The Washington Post reports today about a brewing controversy over bank safety. The Fed wants to increase capital requirements for risky mortgage loans, with riskier loans requiring more capital. This sounds sensible, but banks, of course, are fighting it.
The only thing that makes this a live controversy is that the banks have an odd partner: organizations that advocate for more Black homeownership. Because of their lower income and smaller wealth (for down payments), Black homebuyers are generally riskier than white ones. Increasing capital requirements for their loans will probably lead to higher interest rates and push the Black homeownership rate even lower than it already is.
In one sense, this is yet another example of a truism: low incomes make everything harder. We would most likely be better off if we stopped piecemeal resistance to every regulation that might hurt the poor and simply gave them more money. This would accomplish the same thing but still allow sensible regulation and rulemaking.
In the case of Black homebuyers, the problem goes beyond income anyway.
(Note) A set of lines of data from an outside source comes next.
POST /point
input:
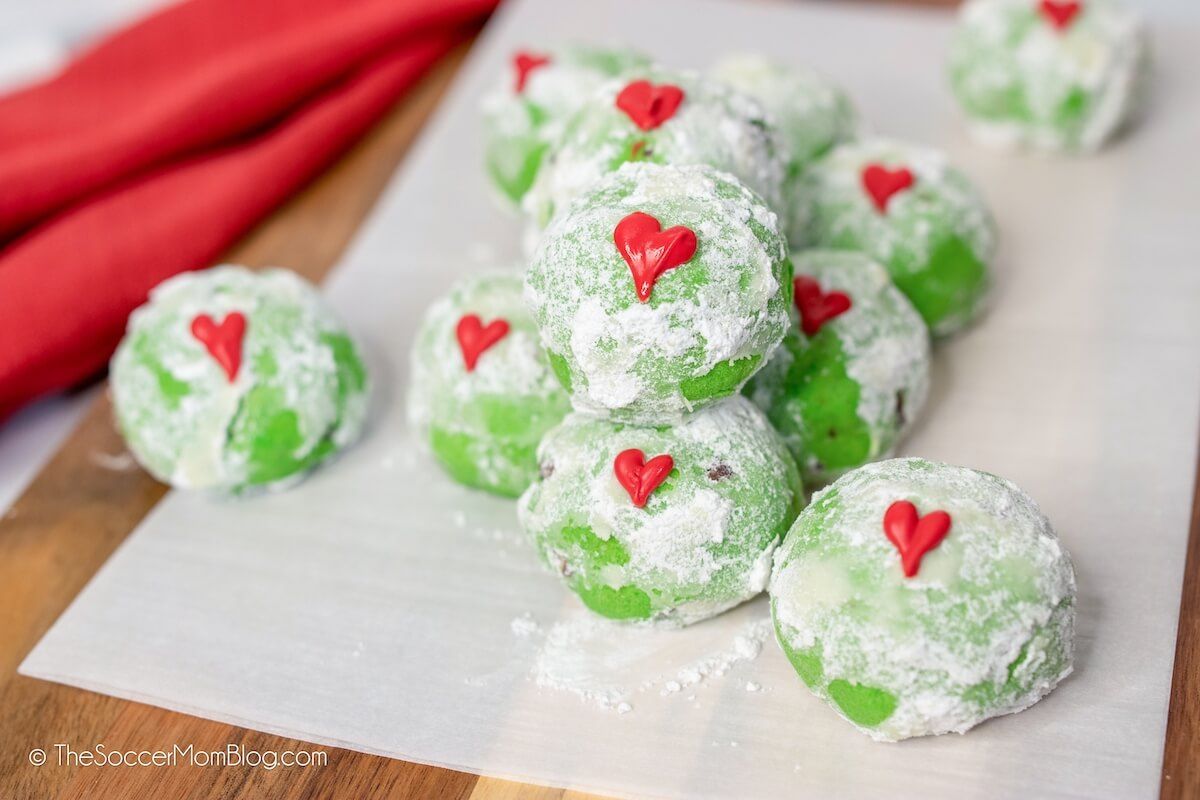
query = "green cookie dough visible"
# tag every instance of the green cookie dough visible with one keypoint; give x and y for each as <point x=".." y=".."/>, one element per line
<point x="701" y="545"/>
<point x="708" y="323"/>
<point x="714" y="125"/>
<point x="484" y="426"/>
<point x="192" y="427"/>
<point x="810" y="113"/>
<point x="1023" y="80"/>
<point x="936" y="239"/>
<point x="984" y="627"/>
<point x="847" y="395"/>
<point x="520" y="126"/>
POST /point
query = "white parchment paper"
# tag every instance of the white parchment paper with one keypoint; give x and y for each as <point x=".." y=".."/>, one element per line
<point x="383" y="608"/>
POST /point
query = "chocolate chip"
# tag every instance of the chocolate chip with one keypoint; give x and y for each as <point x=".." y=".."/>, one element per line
<point x="719" y="471"/>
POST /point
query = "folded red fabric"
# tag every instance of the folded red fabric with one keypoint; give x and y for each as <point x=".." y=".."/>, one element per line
<point x="154" y="151"/>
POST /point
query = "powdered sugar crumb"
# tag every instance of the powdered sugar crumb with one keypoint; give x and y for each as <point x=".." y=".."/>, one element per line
<point x="606" y="663"/>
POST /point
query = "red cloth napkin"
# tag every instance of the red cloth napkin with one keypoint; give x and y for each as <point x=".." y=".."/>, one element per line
<point x="155" y="150"/>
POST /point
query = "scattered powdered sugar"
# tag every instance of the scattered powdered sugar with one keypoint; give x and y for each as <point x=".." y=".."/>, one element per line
<point x="526" y="626"/>
<point x="611" y="666"/>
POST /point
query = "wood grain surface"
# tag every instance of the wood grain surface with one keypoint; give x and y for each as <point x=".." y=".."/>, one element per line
<point x="77" y="511"/>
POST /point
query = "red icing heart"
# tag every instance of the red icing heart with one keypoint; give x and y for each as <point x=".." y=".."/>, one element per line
<point x="649" y="251"/>
<point x="1060" y="13"/>
<point x="474" y="337"/>
<point x="647" y="104"/>
<point x="817" y="307"/>
<point x="913" y="535"/>
<point x="525" y="64"/>
<point x="882" y="182"/>
<point x="223" y="341"/>
<point x="640" y="476"/>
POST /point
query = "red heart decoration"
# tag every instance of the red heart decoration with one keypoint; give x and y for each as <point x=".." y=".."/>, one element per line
<point x="649" y="251"/>
<point x="913" y="535"/>
<point x="526" y="62"/>
<point x="223" y="341"/>
<point x="816" y="307"/>
<point x="882" y="182"/>
<point x="640" y="476"/>
<point x="474" y="337"/>
<point x="647" y="104"/>
<point x="1060" y="13"/>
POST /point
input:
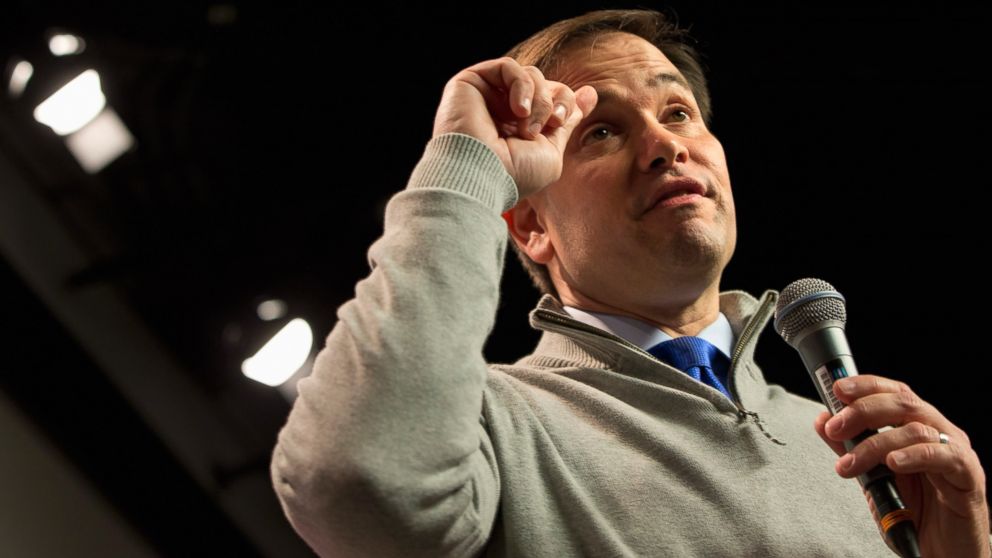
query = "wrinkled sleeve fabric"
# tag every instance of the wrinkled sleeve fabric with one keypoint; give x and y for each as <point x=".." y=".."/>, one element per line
<point x="384" y="452"/>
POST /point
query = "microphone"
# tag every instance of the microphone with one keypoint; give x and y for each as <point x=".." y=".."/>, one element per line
<point x="810" y="316"/>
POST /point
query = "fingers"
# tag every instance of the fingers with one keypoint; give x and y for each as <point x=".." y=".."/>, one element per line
<point x="533" y="103"/>
<point x="819" y="425"/>
<point x="876" y="449"/>
<point x="874" y="402"/>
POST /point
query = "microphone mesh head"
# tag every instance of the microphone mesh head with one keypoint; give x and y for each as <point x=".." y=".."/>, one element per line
<point x="822" y="303"/>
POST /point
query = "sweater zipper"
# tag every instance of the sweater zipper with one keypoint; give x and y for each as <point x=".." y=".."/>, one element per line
<point x="750" y="330"/>
<point x="746" y="335"/>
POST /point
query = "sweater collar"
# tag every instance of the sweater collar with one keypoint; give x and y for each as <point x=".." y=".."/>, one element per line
<point x="567" y="342"/>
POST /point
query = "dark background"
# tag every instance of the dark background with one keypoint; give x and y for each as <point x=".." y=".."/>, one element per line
<point x="271" y="135"/>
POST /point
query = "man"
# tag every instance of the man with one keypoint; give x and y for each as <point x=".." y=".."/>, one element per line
<point x="405" y="442"/>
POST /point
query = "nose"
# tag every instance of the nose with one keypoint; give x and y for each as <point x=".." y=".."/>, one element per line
<point x="661" y="149"/>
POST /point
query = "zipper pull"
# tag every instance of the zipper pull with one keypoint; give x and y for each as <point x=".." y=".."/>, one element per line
<point x="757" y="420"/>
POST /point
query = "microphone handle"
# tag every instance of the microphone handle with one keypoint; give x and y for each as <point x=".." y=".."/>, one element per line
<point x="827" y="357"/>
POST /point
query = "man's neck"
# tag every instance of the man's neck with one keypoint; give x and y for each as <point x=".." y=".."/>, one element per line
<point x="677" y="318"/>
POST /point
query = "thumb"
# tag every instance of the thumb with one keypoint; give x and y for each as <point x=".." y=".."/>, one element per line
<point x="585" y="102"/>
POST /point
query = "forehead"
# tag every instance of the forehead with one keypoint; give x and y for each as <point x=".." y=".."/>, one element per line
<point x="617" y="60"/>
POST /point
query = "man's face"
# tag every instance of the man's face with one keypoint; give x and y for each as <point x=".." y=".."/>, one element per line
<point x="645" y="139"/>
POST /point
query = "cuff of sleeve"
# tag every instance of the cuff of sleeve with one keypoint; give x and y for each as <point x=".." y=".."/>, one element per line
<point x="464" y="164"/>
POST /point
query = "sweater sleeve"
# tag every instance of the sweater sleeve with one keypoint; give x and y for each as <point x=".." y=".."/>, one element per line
<point x="384" y="452"/>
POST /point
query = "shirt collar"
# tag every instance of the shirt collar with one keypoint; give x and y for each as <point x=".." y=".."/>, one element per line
<point x="645" y="335"/>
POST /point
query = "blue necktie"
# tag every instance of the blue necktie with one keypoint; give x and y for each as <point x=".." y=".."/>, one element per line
<point x="697" y="358"/>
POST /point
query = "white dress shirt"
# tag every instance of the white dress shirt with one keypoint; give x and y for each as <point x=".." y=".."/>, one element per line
<point x="645" y="335"/>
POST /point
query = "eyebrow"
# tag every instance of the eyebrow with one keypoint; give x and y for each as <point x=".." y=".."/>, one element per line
<point x="607" y="96"/>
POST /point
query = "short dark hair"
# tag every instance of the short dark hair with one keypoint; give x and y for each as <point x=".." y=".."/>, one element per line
<point x="545" y="50"/>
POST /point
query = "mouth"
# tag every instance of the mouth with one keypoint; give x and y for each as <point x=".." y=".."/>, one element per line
<point x="675" y="191"/>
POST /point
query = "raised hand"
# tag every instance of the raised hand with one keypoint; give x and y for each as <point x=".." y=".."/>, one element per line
<point x="523" y="117"/>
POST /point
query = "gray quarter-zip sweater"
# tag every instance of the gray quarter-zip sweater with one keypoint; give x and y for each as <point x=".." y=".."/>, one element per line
<point x="405" y="442"/>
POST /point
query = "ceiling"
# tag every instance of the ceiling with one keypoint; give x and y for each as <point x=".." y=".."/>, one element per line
<point x="269" y="137"/>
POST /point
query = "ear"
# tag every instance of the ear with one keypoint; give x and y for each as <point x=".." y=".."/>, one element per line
<point x="527" y="228"/>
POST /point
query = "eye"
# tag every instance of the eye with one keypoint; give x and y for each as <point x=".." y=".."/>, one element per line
<point x="597" y="133"/>
<point x="680" y="115"/>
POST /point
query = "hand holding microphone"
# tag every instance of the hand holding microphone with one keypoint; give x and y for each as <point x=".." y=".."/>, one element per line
<point x="938" y="487"/>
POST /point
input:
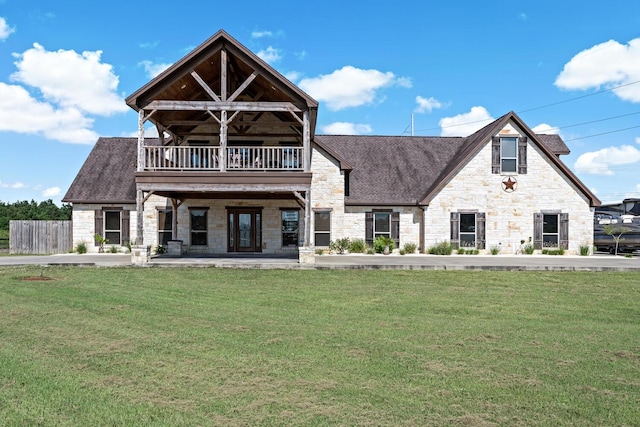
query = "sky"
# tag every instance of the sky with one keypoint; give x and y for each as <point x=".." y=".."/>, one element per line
<point x="415" y="67"/>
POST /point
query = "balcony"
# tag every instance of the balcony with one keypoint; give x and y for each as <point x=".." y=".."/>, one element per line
<point x="211" y="159"/>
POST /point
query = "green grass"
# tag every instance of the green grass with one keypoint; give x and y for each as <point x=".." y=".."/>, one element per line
<point x="205" y="346"/>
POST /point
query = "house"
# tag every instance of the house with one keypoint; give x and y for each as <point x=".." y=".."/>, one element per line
<point x="237" y="167"/>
I did a very rough horseback calculation of how much homeownership you'd expect among Black families just based on their lower average incomes and then compared it to reality:
Take these numbers with a grain of salt. But only a grain: they're probably not too far off. What they show is that you'd expect the Black homeownership rate to be about ten points lower than white homeownership just by virtue of their lower incomes. But in reality, Black homeownership is about ten points lower still. This difference might be due to a lot of things, but plain old racism is almost certainly part of it.
So sure, we could give money to low-income families. That would help. But it wouldn't solve the whole problem.